Por sua vez, os comunistas denunciaram também não haver luz verde para aumento das reformas em 658 euros, reforma por inteiro e sem penalizações para quem tenha 40 anos de descontos, acabar com todos os cortes impostos pela troika, estimular a fixação no SNS, travar a privatização na saúde, nem mais consultas, exames, cirurgias e profissionais de saúde. O PCP denunciou ainda que o governo pretendia criar dois novos escalões no IRS que exluiam quem recebe até 1000 euros de qualquer alívio fiscal. Também recusou aliviar as pequenas e médias empresas assim como tributar de forma justa os elevados rendimentos e património. Seis anos depois, o PS tampouco revogou a lei das rendas.
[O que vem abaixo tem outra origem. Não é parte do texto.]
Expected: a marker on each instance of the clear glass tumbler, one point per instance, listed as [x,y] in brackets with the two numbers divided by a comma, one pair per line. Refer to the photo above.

Pelo seu lado, o PS acusou estes partidos de pôrem em risco a estabilidade financeira do país. Contudo, no ano passado, o PCP avançou com cinco propostas para financiar os gastos do Estado: englobamento no IRS para todos os rendimentos a partir de 100 mil euros, eliminação de vários benefícios fiscais atribuídos ao grande capital e à especulação, taxação das transferências para os paraísos fiscais e a tributação em Portugal dos lucros e dividendos de grandes grupos económicos, escalão intermédio na derrama estadual de 9% para os lucros entre 20 e 35 milhões de euros e resgatar as Parcerias Público Privadas, que resultaria em mil milhões de euros por ano.Foi este o caminho para o chumbo da proposta de Orçamento do Estado para 2022.

Importa agora saber quais vão ser os passos seguintes, se o regresso do PS aos braços dos seus aliados de sempre, PSD, se uma tentativa de superar a atual crise com os partidos à sua esquerda ou uma rutura democrática cuja solução passa por dar voz à maioria da população, os trabalhadores.